American Apparel's (NASDAQOTH:APPCQ) firing of idiosyncratic founder and CEO Dov Charney for some undisclosed transgression was dramatic enough, but chaos now reigns at the edgy apparel retailer, and that may be more than some investors are willing to risk. A second major shareholder has now thrown up its hands and liquidated its entire position in American Apparel, indicating that substantial doubt exists about the company's future even as a hedge fund throws it a lifeline.
In a filing with the SEC on Tuesday, 1832 Asset Management revealed that it sold its full holding of 11.5 million shares of American Apparel stock, a total amounting to some 6.6% of the retailer's outstanding stock. That came after Five T Capital, American Apparel's largest outside shareholder, disposed of 79% of its holdings at the end of June. It had only acquired the position in April, buying 22 million shares, or 12.7% of the stock available, when the retailer was raising funds earlier in the year.

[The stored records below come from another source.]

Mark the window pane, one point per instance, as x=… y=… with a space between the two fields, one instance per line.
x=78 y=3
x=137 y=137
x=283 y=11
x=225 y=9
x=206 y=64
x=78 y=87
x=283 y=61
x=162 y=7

At the time Five T thought the clothing company's future looked bright and saw no reason to agitate for any change, but the big changes that unfolded just two months later were apparently too much to stomach. It reduced its position to 5.5 million shares, or just 3% of the total. It's still bullish on American Apparel, but with so many outcomes in play at the moment, Five T needed to reduce risk.
That's a polite way of saying that Five T has no idea what the heck is going on, and apparently neither does American Apparel. Even as 1832 Asset Management was dumping its stake in the retailer, the company was filing statements with the SEC saying that although it had fired Charney, he's still the CEO.
That seemingly bizarre statement was necessitated by Lion Capital demanding repayment of the full remaining $10 million balance on its loan to the company. The loan had a "key man" provision giving the hedge fund the right to call in the debt if the CEO was let go.
American Apparel's position, however, is based on a 30-day "cure" period in Charney's contract, which theoretically gives him a month to rectify whatever problem remains outstanding. So where Lion Capital says the triggering event occurred on June 18 when the retailer announced the ouster, American Apparel says that can't occur until the cure period ends on July 19.
The point is critical because if the retailer defaults on Lion's debt, then its line of credit with Capital One Financial will also go into default. And since Lion has asserted an "invalid acceleration" of the debt, American Apparel claims, the retailer is reserving its right to damages against Lion for calling in the loan.
Even with all that going on, American Apparel says it has the funds to pay off the loan. Through another convoluted arrangement with a second hedge fund, the retailer and Charney are plotting a course that could actually end up seeing Charney reinstate himself as CEO.
Standard General arranged to buy shares in the company and loan them to Charney so he could increase his stake to almost 50%. In return, Charney turned over his voting rights to the P/E firm, giving it effective control of the company. If Charney collects more than half of American Apparel's stock, he could effectively rehire himself. Yet at the same time, the retailer just completed negotiations with Standard General to have it take over effective control of the company in exchange for a $25 million influx of cash, more than enough to pay off Lion Capital and otherwise keep the company afloat. It will also clean out the retailer's board of directors, and will keep Charney on the company payroll for the time being as a strategic consultant.
In short, as Five T Capital asserts, anything can happen. They say the market hates uncertainty, and it's clear there's no sure outcome here. When chaos reigns, keeping your risk to a minimum -- or pulling out altogether -- is the wisest choice to make.